Não assoberbam soldados/ Aqui, nem soa o atambor./ Os outros Reis seus estados/ Guardam, de armas rodeados, Vós rodeado de amor.
Achar-nos-ão as divinas,/ No meo dos corações,/ Esculpidas vossas quinas:/ Estas são as guarnições/ De vós e dos vossos dinas.
É sem dúvida o Francês/ A seu Rei de amor aceso:/ Não lho nega o Português;/ Traz porém guarda Escocês,/ Que não é de pouco peso.
O Padre sancto assi faz,/ A quem certo se devia/ Alto assossego, alta paz./ E tem guardas todavia/ Com que vai seguro e jaz.
Que se pode ir mais avante/ C'os olhos, nem c'o sentido?/ Sem ferro e fogo que espante,/ Com duas canas diante,/ Ia amado e is temido.
Uns sobre os outros corremos/ A morrer por vós com gosto:/ Grandes testemunhas temos/ Com que mãos e com que rosto/ Por Deus e por vós morremos.
Outrossi pera os reveses/ (Queira Deus que não releve!)/ Em vós tem os Portugueses/ Codro dos Atenieses,/ Décios, que só Roma teve.
Do vosso nome um grão Rei/ Neste reino Lusitano/ Se pôs essa mesma lei,/ Que diz seu Pelicano:/ Pola Lei e pola Grei.

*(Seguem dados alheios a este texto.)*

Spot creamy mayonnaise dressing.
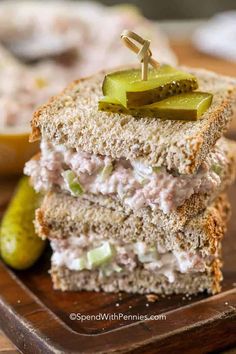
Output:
[25,141,227,213]
[51,233,211,282]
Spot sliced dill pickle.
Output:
[0,177,46,269]
[148,92,213,120]
[102,65,198,108]
[98,91,213,120]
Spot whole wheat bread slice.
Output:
[35,193,230,254]
[50,259,222,295]
[31,68,236,174]
[34,140,236,233]
[45,195,230,294]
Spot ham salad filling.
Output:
[51,233,214,283]
[24,141,228,213]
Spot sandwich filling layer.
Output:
[51,233,217,282]
[24,139,229,213]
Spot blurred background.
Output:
[0,0,236,176]
[0,0,236,352]
[95,0,236,20]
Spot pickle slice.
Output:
[102,65,198,108]
[98,91,213,120]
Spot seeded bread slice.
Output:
[51,259,222,295]
[35,193,230,254]
[31,68,236,174]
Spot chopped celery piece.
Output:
[71,258,86,271]
[101,164,113,181]
[87,241,114,268]
[211,163,222,175]
[62,170,84,197]
[102,65,198,107]
[99,91,213,121]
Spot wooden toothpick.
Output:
[121,30,160,81]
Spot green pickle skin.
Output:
[0,177,46,270]
[102,65,198,108]
[98,91,213,121]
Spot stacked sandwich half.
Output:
[25,68,236,294]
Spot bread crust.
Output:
[30,68,236,174]
[50,259,222,295]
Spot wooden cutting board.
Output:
[0,41,236,354]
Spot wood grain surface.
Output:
[0,41,236,354]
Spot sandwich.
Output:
[25,64,235,294]
[36,193,230,294]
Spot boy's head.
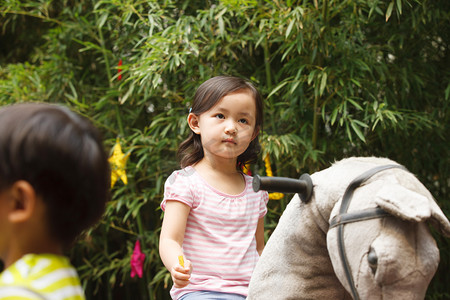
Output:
[0,103,110,246]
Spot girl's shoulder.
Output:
[166,166,195,185]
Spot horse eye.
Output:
[367,247,378,275]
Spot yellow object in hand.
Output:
[178,255,184,268]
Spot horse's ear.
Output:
[375,184,450,237]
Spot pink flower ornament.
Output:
[130,240,145,278]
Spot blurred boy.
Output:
[0,103,110,300]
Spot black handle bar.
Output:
[252,173,313,202]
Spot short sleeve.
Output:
[259,191,269,219]
[161,168,194,211]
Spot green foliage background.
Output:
[0,0,450,299]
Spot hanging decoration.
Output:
[264,154,284,200]
[108,139,130,188]
[130,239,145,278]
[117,59,122,80]
[242,164,252,176]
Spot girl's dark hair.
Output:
[178,76,263,170]
[0,103,111,246]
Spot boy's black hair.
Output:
[0,103,110,246]
[177,76,263,171]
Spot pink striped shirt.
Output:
[161,167,269,299]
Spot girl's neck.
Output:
[193,158,245,195]
[194,157,240,175]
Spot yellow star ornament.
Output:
[108,139,130,188]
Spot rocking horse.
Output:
[247,157,450,300]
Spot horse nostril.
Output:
[367,247,378,274]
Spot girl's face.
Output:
[188,90,259,163]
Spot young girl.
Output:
[159,76,269,300]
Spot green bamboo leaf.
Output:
[267,81,288,99]
[350,120,366,143]
[285,20,295,39]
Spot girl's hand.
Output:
[170,260,192,289]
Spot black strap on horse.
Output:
[330,165,407,300]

Mas eu sou um guarda-cabras:/ Vão-se assi de ponto em ponto./ Queria só duas palavras/ Que dos gados e das lavras/ Despois não tem fim nem conto.
Assi que seja aqui a fim:/ Tornem as práticas vivas;/ Perdestes mea hora em mim, Das que chamam sucessivas/ Estes que sabem latim.